Peter Elder lived in North Farnham Parish in Old Rappahannock County, in the Northern Neck area of Virginia. The locality is now in Richmond County, Virginia. He first appeared as witness to a power of attorney in 1664.

Image - Peter Elder a witness in October 1664
First record of Peter Elder – a witness on 14 October 1664

Peter Elder died in 1674, leaving a will that entrusted his son Peter2 Elder to a guardian. Peter2 Elder married Elizabeth, had a son William3 Elder, and died by 1687. Unlike his father and grandfather, William Elder prospered. He and wife Anne had 12 children who survived to be named in his will in 1754.

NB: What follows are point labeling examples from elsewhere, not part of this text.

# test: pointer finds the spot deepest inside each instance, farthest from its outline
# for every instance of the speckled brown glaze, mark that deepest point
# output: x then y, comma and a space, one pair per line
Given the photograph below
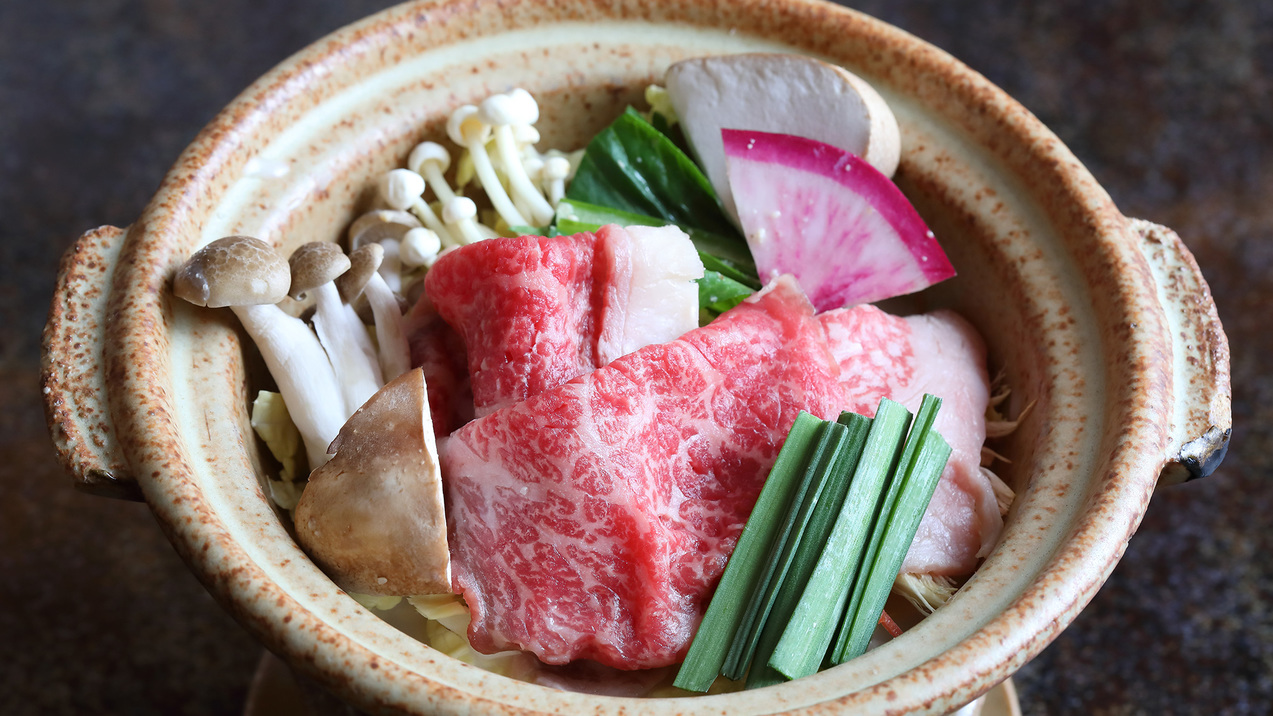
73, 376
1106, 328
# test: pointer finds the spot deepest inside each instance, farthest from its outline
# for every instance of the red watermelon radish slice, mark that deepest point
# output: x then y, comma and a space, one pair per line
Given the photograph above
842, 228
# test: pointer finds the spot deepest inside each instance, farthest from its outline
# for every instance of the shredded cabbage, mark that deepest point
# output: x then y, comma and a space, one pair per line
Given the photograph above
271, 421
377, 603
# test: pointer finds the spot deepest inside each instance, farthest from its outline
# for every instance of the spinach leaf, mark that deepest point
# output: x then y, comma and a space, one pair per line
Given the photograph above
717, 294
633, 167
719, 252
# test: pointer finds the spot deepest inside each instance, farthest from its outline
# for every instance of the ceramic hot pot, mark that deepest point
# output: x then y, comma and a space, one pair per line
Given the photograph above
1105, 324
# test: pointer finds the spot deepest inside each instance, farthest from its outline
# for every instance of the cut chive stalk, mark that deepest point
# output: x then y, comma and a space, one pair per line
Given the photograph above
838, 477
807, 636
784, 548
918, 472
891, 489
710, 644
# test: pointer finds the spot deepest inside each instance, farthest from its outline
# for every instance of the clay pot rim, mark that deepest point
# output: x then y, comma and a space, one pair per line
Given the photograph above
136, 357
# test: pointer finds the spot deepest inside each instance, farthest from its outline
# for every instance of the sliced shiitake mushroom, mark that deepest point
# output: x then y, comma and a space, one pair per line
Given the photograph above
373, 516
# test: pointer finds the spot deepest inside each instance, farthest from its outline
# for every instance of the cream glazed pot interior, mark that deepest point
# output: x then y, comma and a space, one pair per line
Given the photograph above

I'm a member of generation ten of Peter Elder's family my ancestors moved westward in Virginia, then on to Tennessee about 1814, then north to Michigan in 1917 to work in the automobile industry.

Purpose

I've been investigating Elder family history off and on for about forty years. My purpose for developing this website is to make the information I've gathered available to my family and others. One can find many charts of Peter Elder's descendants on the internet and elsewhere (though not all of them agree). The aim here is not only to give names of descendants, but to (1) provide copies of original supporting documents, (2) identify the neighborhoods where people lived, and (3) describe conditions and events that affected their lives.

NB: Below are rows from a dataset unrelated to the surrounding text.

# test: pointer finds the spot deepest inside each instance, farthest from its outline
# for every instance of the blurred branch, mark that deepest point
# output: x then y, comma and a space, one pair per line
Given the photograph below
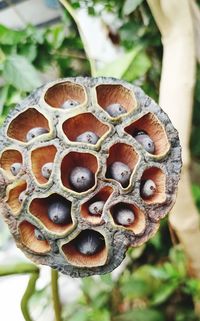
27, 295
55, 295
72, 13
175, 21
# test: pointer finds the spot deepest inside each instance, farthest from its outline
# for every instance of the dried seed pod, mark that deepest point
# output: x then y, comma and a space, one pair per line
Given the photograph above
81, 179
89, 243
93, 208
59, 212
15, 168
46, 170
88, 137
145, 141
34, 132
124, 216
96, 208
70, 103
120, 172
148, 188
38, 234
115, 110
22, 197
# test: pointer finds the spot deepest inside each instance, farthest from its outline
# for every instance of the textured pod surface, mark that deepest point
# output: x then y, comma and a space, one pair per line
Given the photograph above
102, 215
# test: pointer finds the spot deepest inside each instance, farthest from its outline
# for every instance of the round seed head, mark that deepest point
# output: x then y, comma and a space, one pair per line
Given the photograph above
148, 188
96, 208
146, 142
120, 172
70, 103
59, 212
124, 216
38, 234
34, 132
22, 196
88, 137
115, 110
89, 244
81, 179
15, 168
47, 170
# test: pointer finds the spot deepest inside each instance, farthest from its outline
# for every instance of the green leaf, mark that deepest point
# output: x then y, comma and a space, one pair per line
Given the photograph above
135, 288
138, 67
163, 293
11, 37
130, 6
140, 315
19, 72
56, 36
29, 51
3, 97
119, 66
2, 56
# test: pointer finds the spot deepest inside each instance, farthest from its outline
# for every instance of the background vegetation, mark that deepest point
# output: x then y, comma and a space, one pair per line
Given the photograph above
154, 285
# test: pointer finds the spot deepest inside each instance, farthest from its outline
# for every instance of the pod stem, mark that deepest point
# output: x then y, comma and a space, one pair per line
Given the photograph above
27, 295
55, 295
72, 13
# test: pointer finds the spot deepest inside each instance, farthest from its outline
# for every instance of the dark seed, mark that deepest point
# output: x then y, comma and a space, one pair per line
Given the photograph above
59, 212
22, 196
34, 132
15, 168
70, 103
46, 170
38, 234
148, 188
120, 172
124, 216
89, 243
96, 208
88, 137
146, 142
115, 110
81, 179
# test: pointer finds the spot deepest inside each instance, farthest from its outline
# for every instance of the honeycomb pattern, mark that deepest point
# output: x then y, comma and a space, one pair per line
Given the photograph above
70, 124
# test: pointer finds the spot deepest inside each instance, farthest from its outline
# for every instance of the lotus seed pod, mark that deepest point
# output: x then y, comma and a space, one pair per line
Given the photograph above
115, 110
38, 234
124, 216
148, 188
120, 172
100, 199
96, 208
34, 132
59, 213
81, 179
15, 168
87, 137
47, 170
146, 142
70, 103
89, 244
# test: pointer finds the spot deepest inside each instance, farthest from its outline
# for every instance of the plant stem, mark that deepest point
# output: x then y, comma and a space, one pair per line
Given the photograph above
27, 295
55, 295
72, 13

I've also gathered information on my Elder-connected ancestors (Brown, Etter, Logan, Mason, Turbeville) and my mother's ancestors (Adams, Croft, Lilley, Paine, Riggs).

Access to data

Click on the Notes link to access the data on Elder and other families.

Status

The website is incomplete. My first priority is to build notes pages for each generation. Charts are a lower priority.

Acknowledgments

Many people have helped in the collection of the data presented here, beginning with my parents. My principal sources have been the DAR Library in Washington DC, the City of Fairfax Regional Library, the Library of Virginia, the Library of Congress, and the FamilySearch services provided by The Church of Jesus Christ of Latter-day Saints. I'm grateful to all who have helped over the years.